Conference abstract

Molecular study of rabies virus in slaughtered dogs in Billiri and Kaltungo Local Government Areas of Gombe State, Nigeria

Pan African Medical Journal - Conference Proceedings. 2019:10(9).12 Mar 2019.
doi: 10.11604/pamj-cp.2019.10.9.816
Archived on: 12 Mar 2019
Contact the corresponding author
Keywords: Rabies, DFAT, RT-PCR, sequence, phylogenetic tree
Oral presentation

Molecular study of rabies virus in slaughtered dogs in Billiri and Kaltungo Local Government Areas of Gombe State, Nigeria

Mukhtar Suleiman1,2,&, Jakob Kwaga2,3, Oluyinka Okubanjo2,4, Muawiya Abarshi1,2, Grace Kia2,3

1Department of Biochemistry, Ahmadu Bello University, Zaria Kaduna State, Nigeria, 2Africa Center for Excellence on Neglected Tropical Diseases and Forensic Biotechnology, Ahmadu Bello University, Zaria Kaduna State, Nigeria, 3Department of Veterinary Public Health and Preventive Medicine, Ahmadu Bello University, Zaria Kaduna State, Nigeria, 4Department of Veterinary Parasitology and Entomology, Ahmadu Bello University, Zaria Kaduna State, Nigeria

&Corresponding author
Mukhtar Suleiman, Department of Biochemistry, Ahmadu Bello University, Zaria Kaduna State, Nigeria

Abstract

Introduction: rabies is one of the most dreadful diseases and a major viral zoonosis which has an almost 100% case fatality rate in infected victims. It is characterized by acute progressive encephalitis, ganglioneuritis and parotid adenitis in mammals. There are many variants (strains) of the virus, each maintained in a particular reservoir host. This study aimed at determining the genotypic characteristics of rabies virus isolates in dogs slaughtered for human consumption based on fragment of the nucleotide (N) gene.

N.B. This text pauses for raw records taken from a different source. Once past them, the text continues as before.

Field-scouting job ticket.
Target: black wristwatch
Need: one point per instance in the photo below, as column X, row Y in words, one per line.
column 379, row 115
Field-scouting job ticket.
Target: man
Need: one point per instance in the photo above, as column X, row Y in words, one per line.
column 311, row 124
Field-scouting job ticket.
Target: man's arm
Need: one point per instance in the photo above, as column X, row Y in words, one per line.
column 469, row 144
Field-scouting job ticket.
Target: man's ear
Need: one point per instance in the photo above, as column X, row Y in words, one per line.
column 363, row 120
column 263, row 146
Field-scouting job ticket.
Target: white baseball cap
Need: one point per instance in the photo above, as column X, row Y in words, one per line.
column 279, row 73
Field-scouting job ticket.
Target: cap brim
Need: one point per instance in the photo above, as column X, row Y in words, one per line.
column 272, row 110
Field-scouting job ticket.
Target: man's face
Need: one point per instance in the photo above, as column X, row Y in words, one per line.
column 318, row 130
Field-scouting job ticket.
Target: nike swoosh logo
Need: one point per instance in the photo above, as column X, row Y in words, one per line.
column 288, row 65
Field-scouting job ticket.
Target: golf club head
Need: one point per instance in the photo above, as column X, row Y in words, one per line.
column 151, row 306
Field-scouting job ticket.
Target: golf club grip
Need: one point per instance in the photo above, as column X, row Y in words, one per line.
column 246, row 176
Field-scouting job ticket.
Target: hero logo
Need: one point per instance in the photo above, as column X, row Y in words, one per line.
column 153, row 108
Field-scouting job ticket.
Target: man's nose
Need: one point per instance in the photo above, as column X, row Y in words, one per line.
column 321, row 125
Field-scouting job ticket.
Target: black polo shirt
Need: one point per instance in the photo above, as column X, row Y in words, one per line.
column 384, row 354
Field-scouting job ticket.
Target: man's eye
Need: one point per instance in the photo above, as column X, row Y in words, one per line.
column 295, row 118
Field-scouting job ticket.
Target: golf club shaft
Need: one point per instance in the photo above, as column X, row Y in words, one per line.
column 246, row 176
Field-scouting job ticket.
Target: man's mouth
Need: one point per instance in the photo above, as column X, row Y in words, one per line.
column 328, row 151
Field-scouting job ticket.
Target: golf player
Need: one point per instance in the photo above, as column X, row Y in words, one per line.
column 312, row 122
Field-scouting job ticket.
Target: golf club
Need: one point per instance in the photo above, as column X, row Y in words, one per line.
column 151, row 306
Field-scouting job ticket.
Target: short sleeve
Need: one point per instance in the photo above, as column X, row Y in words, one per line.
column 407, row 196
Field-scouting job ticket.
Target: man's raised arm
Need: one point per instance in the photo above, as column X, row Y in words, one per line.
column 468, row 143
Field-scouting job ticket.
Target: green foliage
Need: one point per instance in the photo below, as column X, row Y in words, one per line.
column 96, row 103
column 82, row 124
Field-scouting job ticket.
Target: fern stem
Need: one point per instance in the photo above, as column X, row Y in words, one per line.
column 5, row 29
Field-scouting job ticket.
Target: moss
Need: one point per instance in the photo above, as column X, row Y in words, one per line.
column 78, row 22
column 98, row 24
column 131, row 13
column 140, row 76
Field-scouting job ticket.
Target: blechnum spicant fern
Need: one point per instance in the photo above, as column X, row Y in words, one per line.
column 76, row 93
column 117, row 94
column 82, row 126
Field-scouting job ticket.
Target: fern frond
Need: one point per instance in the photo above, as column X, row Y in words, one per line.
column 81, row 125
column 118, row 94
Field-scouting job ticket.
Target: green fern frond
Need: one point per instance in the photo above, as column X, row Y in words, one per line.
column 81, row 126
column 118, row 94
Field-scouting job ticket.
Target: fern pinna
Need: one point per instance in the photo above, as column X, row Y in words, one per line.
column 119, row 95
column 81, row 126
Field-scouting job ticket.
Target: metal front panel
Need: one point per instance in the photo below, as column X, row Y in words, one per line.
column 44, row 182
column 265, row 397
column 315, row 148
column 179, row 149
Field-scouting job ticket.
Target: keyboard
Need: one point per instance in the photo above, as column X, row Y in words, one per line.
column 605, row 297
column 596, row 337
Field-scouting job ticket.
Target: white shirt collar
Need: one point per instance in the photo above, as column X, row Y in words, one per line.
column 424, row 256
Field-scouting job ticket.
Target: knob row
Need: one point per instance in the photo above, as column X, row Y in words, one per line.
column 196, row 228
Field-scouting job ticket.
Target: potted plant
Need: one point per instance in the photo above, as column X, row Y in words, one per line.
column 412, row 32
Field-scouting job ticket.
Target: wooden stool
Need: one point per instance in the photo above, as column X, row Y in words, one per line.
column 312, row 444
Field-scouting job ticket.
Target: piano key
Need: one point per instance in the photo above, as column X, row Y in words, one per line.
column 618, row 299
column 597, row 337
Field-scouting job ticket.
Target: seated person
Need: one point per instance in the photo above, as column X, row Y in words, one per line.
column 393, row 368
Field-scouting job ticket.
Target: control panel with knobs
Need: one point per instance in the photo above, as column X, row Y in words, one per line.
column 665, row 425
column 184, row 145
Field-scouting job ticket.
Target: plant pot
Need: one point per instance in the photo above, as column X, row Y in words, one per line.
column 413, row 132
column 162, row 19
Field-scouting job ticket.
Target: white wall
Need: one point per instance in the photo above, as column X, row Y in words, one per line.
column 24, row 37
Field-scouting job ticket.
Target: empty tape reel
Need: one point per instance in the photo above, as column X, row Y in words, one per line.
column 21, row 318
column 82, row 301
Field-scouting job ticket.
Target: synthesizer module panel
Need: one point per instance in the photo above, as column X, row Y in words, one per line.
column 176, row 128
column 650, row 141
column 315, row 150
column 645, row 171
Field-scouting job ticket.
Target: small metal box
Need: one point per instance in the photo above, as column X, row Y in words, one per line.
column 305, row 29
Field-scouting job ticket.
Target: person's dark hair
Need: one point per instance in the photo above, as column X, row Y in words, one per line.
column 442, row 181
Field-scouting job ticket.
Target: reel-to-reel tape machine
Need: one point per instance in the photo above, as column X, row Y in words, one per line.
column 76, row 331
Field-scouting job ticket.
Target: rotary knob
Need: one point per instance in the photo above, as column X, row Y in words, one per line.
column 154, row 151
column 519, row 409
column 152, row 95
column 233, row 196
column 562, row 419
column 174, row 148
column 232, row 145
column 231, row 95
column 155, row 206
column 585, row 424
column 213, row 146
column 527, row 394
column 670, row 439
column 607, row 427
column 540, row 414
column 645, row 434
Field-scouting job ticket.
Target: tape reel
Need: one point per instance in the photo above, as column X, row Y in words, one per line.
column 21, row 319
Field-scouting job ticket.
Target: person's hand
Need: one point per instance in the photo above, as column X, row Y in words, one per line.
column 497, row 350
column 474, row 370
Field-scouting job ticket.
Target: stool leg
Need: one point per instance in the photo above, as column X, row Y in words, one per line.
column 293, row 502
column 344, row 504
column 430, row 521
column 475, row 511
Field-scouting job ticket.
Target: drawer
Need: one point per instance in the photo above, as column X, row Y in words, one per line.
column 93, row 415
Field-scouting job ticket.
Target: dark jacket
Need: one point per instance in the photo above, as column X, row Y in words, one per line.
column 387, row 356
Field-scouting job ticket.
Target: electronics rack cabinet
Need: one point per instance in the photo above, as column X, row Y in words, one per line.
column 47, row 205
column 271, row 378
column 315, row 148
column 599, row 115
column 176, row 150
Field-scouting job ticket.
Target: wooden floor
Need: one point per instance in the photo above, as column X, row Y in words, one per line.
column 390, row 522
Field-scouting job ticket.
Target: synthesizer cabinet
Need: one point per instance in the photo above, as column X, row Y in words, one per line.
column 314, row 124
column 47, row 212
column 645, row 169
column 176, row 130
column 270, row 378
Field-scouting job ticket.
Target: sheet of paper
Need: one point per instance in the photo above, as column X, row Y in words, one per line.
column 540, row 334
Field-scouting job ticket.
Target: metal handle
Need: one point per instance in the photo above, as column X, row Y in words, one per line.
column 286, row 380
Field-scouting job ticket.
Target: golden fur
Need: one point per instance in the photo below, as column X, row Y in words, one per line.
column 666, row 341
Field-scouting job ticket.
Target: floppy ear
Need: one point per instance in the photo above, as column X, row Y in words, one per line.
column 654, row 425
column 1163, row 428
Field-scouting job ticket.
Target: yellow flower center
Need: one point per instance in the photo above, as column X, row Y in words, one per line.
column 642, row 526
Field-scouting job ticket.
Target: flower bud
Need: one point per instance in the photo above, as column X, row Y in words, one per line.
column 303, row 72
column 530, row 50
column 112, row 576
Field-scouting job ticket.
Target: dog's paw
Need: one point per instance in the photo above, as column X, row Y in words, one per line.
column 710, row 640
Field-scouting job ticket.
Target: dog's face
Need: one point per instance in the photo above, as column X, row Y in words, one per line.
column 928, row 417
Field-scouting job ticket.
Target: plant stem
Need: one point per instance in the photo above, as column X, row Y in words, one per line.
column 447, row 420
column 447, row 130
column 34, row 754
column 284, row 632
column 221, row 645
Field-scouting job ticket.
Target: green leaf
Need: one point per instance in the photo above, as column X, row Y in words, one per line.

Methods: brain tissues were collected from 50 slaughtered dogs in Billiri and Kaltungo Local Government Area of Gombe State and screened for the presence of rabies virus antigen using direct fluorescent antibody test (DFAT). Viral RNA from DFAT positive brain tissues were subjected to the reverse transcription polymerase chain reaction (RT-PCR) followed by sequencing of the amplicons. Maximum parsimony (MP) method was used to construct phylogenetic trees for sequences obtained with 1000 bootstrap replicas.

Results: rabies antigen was detected in 3 (6%) of the 50 dog brain tissues by DFAT. Of these 1/50 (2%) was positive by RT-PCR. The N gene fragment of the positive isolate was found to have between 97% to 99% identity to previously sequenced fragments of N gene of rabies virus from Nigeria and other neighboring African countries (Chad and Niger Republic), suggesting in-country and trans-boundary circulation of the virus within West Africa, the Africa 2 lineage.

Conclusion: this finding has given additional insight into the molecular characteristics and epidemiological linkage of rabies virus, dynamics for designing of rabies control programs in the country.